Nuclear scientists say risk of country building a bomb has only grown .
By Evan Dyer · CBC News
Nuclear weapons experts are warning that the U.S.-Israeli war on Iran, ostensibly launched to prevent the country from
obtaining nuclear weapons, may have instead made an Iranian bomb more likely.
That is because prior to the war, Iran was held back not by technical constraints but diplomatic considerations, say two nuclear weapons experts who were involved in past U.S. efforts to sanction and contain the country.
Those diplomatic calculations have changed.
Outcomes that Iran tried for years to avoid bombing of its cities, assassination of its senior leadership, the destruction of its air force and navy — have now occurred.

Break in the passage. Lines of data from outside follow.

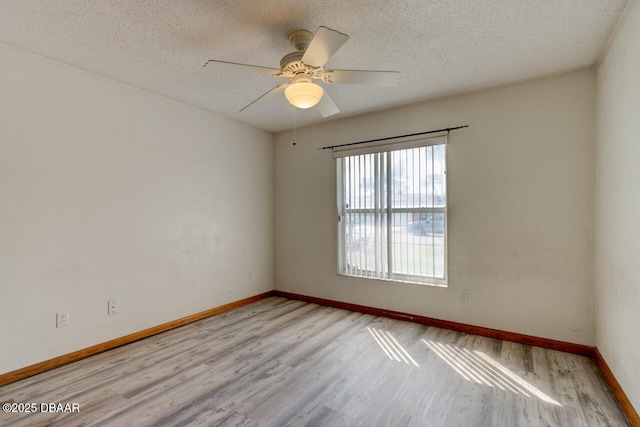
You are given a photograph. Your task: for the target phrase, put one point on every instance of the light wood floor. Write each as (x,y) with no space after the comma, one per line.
(281,362)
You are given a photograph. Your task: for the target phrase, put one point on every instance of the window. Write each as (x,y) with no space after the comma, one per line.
(392,210)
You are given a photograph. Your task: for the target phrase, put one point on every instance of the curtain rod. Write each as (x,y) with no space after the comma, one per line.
(331,147)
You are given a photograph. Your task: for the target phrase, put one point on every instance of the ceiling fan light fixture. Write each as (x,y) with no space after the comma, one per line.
(303,94)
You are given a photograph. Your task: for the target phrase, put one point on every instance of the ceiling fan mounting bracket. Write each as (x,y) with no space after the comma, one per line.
(300,39)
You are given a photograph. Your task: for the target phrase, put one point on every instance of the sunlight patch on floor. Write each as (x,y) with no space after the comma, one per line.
(391,346)
(477,366)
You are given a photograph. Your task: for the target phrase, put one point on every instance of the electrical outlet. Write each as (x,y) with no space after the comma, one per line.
(113,307)
(62,319)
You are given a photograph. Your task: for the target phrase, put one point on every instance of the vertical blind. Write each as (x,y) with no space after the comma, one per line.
(392,210)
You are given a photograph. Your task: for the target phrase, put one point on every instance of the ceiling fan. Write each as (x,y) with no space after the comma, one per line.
(306,64)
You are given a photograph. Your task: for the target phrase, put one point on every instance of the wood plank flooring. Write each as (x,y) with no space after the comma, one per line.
(280,362)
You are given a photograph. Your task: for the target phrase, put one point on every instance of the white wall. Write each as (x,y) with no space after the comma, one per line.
(618,205)
(111,192)
(521,209)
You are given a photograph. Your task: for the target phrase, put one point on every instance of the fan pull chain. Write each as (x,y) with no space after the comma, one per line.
(294,126)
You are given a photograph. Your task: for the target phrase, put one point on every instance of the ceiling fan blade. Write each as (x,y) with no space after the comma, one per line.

The scientists say that the focus on preventing Iran from enriching uranium to what’s often termed “weapons grade” has obscured the fact that Iran does not have to attain the levels of enrichment seen in sophisticated nuclear weapons produced by superpowers in order to make a fearsome bomb.

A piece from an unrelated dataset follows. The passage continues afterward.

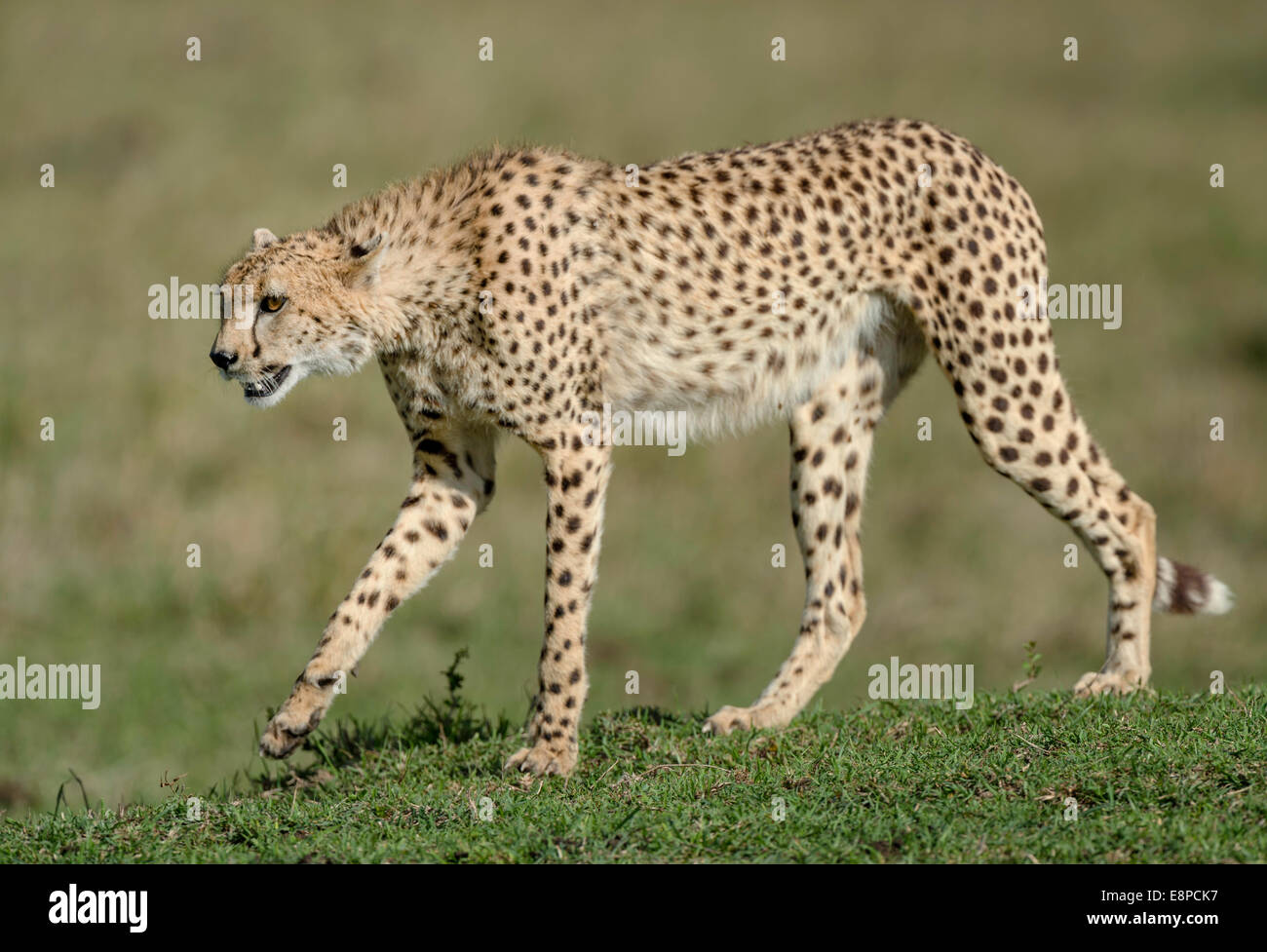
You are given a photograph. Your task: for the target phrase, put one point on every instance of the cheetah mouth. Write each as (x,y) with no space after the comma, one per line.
(266,386)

Physicist Steve Fetter, a member of the U.S. National Academy of Sciences Committee on International Security and Arms Control, says Iran’s estimated 440 kilograms of 60 per cent enriched material “is already directly usable to produce nuclear weapons.”

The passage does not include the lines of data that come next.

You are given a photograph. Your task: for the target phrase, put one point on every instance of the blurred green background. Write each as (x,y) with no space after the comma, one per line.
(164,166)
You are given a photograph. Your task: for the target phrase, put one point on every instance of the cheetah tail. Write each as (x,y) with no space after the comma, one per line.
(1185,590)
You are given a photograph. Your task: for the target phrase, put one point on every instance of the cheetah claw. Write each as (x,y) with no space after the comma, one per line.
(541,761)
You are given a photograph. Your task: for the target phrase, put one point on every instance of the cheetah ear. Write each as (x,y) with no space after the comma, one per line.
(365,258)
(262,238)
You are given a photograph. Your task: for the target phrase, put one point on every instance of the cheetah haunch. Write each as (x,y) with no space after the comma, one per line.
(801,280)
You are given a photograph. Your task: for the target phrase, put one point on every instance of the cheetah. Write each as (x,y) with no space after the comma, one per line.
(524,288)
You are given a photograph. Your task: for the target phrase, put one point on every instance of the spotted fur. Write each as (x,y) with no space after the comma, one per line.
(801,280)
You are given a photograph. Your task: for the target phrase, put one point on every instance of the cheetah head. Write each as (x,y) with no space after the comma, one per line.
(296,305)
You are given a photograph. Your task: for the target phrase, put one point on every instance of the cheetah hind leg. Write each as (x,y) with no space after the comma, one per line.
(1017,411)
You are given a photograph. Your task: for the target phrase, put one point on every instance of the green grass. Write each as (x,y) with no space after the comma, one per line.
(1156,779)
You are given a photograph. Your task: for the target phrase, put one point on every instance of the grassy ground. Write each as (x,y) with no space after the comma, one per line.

Fetter headed the national security and international affairs division of the White House Office of Science under U.S. President Barack Obama and was involved in the nuclear deal signed with Iran — torn up by President Donald Trump in his first term.
‘Breakout time’ likely short “You can probably make a weapon — a rather large and crude one — at 60 per cent enrichment,” agreed plasma physicist Tara Drozdenko, who has worked on nuclear weapons issues for the U.S. Navy and State Department and served under the administrations of Obama and George W. Bush.
“It’s just going to be very bulky and big, because you’d need more uranium to get to a sustained chain reaction.”
Drozdenko has extensive experience dealing with proliferation issues. She headed the Country/Regime Sanctions Unit at the U.S. Department of Treasury from 2008 to 2012, where she managed more than 20 of the U.S. government’s economic sanctions programs, including on Iran and North Korea.
She also represented the United States on NATO’s Senior Group on Proliferation.
Drozdenko says Iran chose to stop its enrichment at 60 per cent for political, rather than technical, reasons.